"over 50% of websites are now needlessly slow"
Yeah, that thing wouldn't be not useful to webmonkeys or they wouldn't use it. Webmonkeys who all use the latest in browsers with the best of javascript accellerators on a nicely fast machine with a wide screen attached. But not all of us do. And that code is eating cycles on the client side, not the server side.
This isn't even about form, but about preference in what brand gears to power your website with. Who cares? What happened to function? To delivering the content the site visitor came to get? Or is "UX XP" the only thing that still counts? What?

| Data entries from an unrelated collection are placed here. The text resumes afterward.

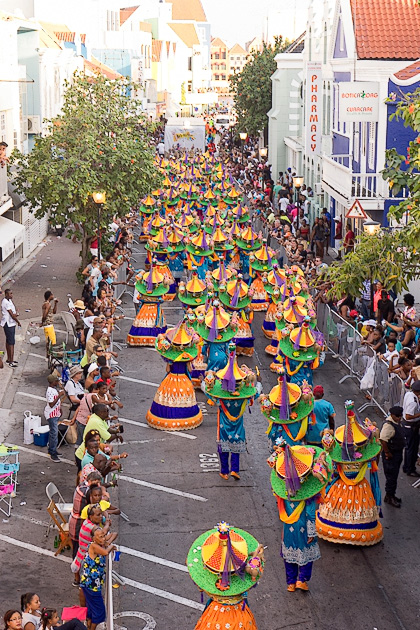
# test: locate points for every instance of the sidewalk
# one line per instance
(54, 267)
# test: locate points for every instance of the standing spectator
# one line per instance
(338, 235)
(393, 442)
(30, 605)
(324, 417)
(411, 424)
(52, 412)
(349, 237)
(12, 620)
(49, 309)
(9, 319)
(92, 577)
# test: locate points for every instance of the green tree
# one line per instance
(385, 257)
(252, 88)
(402, 171)
(99, 142)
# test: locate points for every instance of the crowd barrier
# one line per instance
(344, 342)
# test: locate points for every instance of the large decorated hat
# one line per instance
(249, 240)
(179, 343)
(221, 274)
(219, 561)
(231, 381)
(159, 244)
(176, 239)
(262, 259)
(294, 310)
(287, 402)
(234, 293)
(301, 343)
(152, 283)
(147, 205)
(299, 472)
(199, 246)
(193, 292)
(221, 242)
(354, 441)
(216, 325)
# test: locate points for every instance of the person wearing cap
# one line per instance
(52, 412)
(411, 425)
(393, 443)
(323, 417)
(74, 388)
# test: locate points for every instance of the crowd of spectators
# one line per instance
(81, 409)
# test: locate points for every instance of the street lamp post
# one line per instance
(297, 183)
(99, 198)
(371, 228)
(243, 136)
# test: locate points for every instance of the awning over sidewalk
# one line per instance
(11, 236)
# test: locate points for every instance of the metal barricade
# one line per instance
(345, 343)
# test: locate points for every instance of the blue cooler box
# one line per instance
(41, 435)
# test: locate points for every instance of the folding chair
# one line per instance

As such, this "study" is a bit useless. Including the glossing over that plenty of people just get some package from somewhere that then just happens to use this thing. Or they'll use it themselves but haven't realised that indeed, sucking a lot of code just for one or two functions, and from elsewhere to boot, is a recipe for a needlessly slow website.
Because, you know, everybody has a computer just like mine, with a screen just like mine, with an os just like mine, with a browser just like mine that runs permanently in a maximised window just like mine. These are perfectly valid assumptions and so is the assumption that the popularity of the code behind it matters down to the percentage points of how much dodgy studies say it is used.
Dear webmonkeys, be a little considerate of the other people's cycles you're deciding to waste, there's a good simian, thanks.